Implementation:Neuml Txtai Scan
| Knowledge Sources | |
|---|---|
| Domains | Embeddings, Search, Query Execution, Hybrid Search |
| Last Updated | 2026-02-10 01:00 GMT |
Overview
Concrete tool for scanning indexes to execute query matches, including hybrid search with configurable weights, provided by txtai.
Description
The Scan class executes parsed query clauses against embeddings indexes. It acts as the query execution engine that routes similar() function calls from parsed SQL-style queries to the appropriate index search functions.
Key features:
- Multi-index routing: Query clauses are grouped by target index name and executed in batches. Each clause can optionally specify a target index via the similar() function parameters.
- Candidate management: The number of candidates (results to retrieve from index queries) is configurable per clause. The default is derived intelligently: single filter clauses use the query limit, while multi-token WHERE clauses use 10x the limit to ensure enough candidates survive additional filtering.
- Hybrid score weights: Each clause can specify a weight parameter for hybrid dense/sparse score combination.
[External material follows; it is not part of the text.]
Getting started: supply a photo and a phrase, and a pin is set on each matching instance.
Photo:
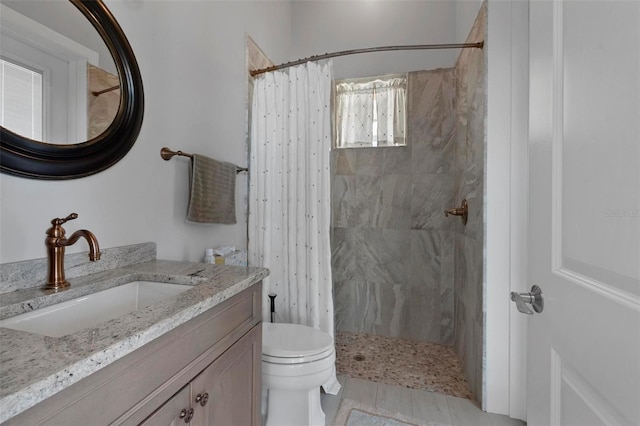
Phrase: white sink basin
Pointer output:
(88, 311)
The maximum weight across clauses is used for the batch.
- Bind parameter resolution: Supports named bind parameters (prefixed with ":") in similar() clause arguments, resolved against a parameters dictionary.
- Clause parsing: The companion Clause class parses similar() function parameters into structured objects with text, index, candidates, and weights attributes. Parameters are distinguished by type: integers are candidates, floats are weights, and strings are index names.
The execution flow is:
- Parse query clauses from parsed queries, grouping by target index.
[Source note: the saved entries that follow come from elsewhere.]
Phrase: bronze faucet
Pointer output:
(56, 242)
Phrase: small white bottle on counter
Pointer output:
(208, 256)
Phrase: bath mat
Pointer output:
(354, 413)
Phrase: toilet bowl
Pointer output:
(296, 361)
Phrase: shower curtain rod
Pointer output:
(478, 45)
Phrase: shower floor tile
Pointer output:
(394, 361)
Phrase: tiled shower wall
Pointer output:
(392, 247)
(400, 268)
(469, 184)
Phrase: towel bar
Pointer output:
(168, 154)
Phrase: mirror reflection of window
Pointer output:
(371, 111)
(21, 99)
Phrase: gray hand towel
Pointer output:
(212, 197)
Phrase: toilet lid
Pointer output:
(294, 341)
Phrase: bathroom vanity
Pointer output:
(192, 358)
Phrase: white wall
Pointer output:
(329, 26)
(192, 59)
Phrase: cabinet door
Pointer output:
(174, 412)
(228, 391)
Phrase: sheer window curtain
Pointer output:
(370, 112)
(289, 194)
- Determine candidate counts and weights for each index group.
- Execute batch searches via the provided search function.
- Collect results keyed by query clause UID and sort by query order.
Usage
Use Scan as the internal query execution engine for embeddings search. It is instantiated and used by the embeddings search pipeline to execute the index-scanning portion of parsed SQL-style queries. Understanding Scan is useful for debugging search behavior, customizing hybrid search weights, or working with multi-index configurations.
Code Reference
Source Location
- Repository: Neuml_Txtai
- File:
src/python/txtai/embeddings/search/scan.py
Signature
class Scan:
def __init__(self, search, limit, weights, index)
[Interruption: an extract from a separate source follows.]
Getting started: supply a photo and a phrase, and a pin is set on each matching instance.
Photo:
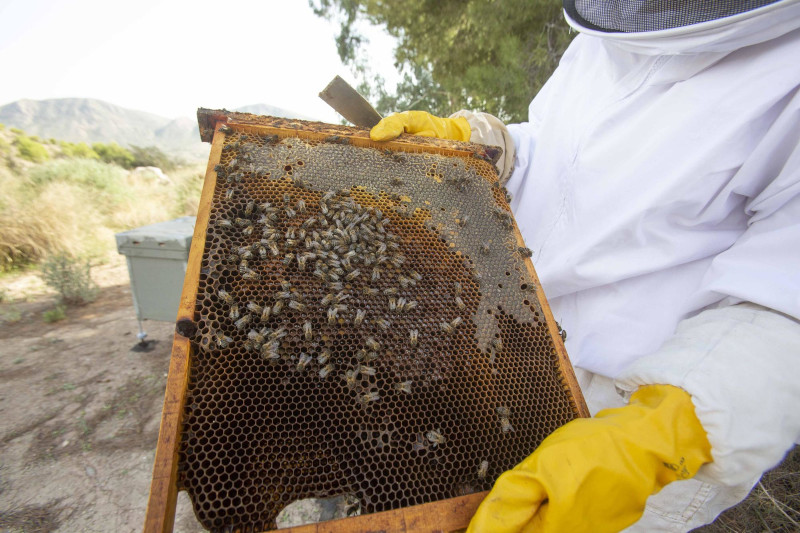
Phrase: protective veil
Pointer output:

def __call__(self, queries, parameters) -> list
def parse(self, queries, parameters) -> dict
def bind(self, similar, parameters) -> list
def default(self, queries) -> int
class Clause:
def __init__(self, uid, qid, params)
def parse(self, params)
Import
from txtai.embeddings.search.scan import Scan, Clause
I/O Contract
Inputs
| Name | Type | Required | Description |
|---|---|---|---|
| search | callable | Yes | Index search function accepting (queries, candidates, weights, index) and returning batch results. |
| limit | int | Yes | Default maximum results per query. |
| weights | float | No | Default hybrid score weights for dense/sparse combination. |
| index | str | No | Default index name when no index is specified in the query clause. |
| queries | list[dict] | Yes (__call__) | List of parsed query dictionaries. Each may contain similar (list of parameter lists) and where (SQL WHERE clause string) keys. |
| parameters | list[dict] | No | List of bind parameter dictionaries, one per query. Used to resolve ":" prefixed placeholders in similar() arguments. |
Outputs
| Name | Type | Description |
|---|---|---|
| results | list[tuple(int, list)] | List of (query_id, results) tuples sorted by query clause UID. Each result is a list of (id, score) tuples from the index search. |
| parsed clauses | dict | Dictionary mapping index names to lists of Clause objects. |
| default candidates | int | Default candidate count: limit for simple queries, limit * 10 for multi-token WHERE clauses. |
Usage Examples
from txtai.embeddings import Embeddings
# Scan is used internally by embeddings search
# The following demonstrates the query patterns that invoke Scan
embeddings = Embeddings({
"path": "sentence-transformers/all-MiniLM-L6-v2",
"content": True
})
embeddings.index([
{"id": 0, "text": "machine learning models", "category": "AI"},
{"id": 1, "text": "web application development", "category": "dev"},
{"id": 2, "text": "natural language processing", "category": "AI"},
])
# Simple similar() query - Scan executes with default candidates
results = embeddings.search(
"SELECT id, text, score FROM txtai WHERE similar('machine learning')"
)
# similar() with candidate count - Scan uses 100 candidates
results = embeddings.search(
"SELECT id, text, score FROM txtai WHERE similar('machine learning', 100)"
)
# similar() with hybrid weight - Scan passes 0.5 weight to search
results = embeddings.search(
"SELECT id, text, score FROM txtai WHERE similar('machine learning', 0.5)"
)
# similar() with target index - Scan routes to named subindex
results = embeddings.search(
"SELECT id, text, score FROM txtai WHERE similar('machine learning', 'sparse')"
)
# Bind parameters - Scan resolves :query placeholder
results = embeddings.search(
"SELECT id, text, score FROM txtai WHERE similar(:query)",
parameters={"query": "machine learning"}
)
# Multi-clause WHERE - Scan uses 10x candidates for better filtering
results = embeddings.search(
"SELECT id, text, score FROM txtai WHERE similar('machine learning') AND category = 'AI'"
)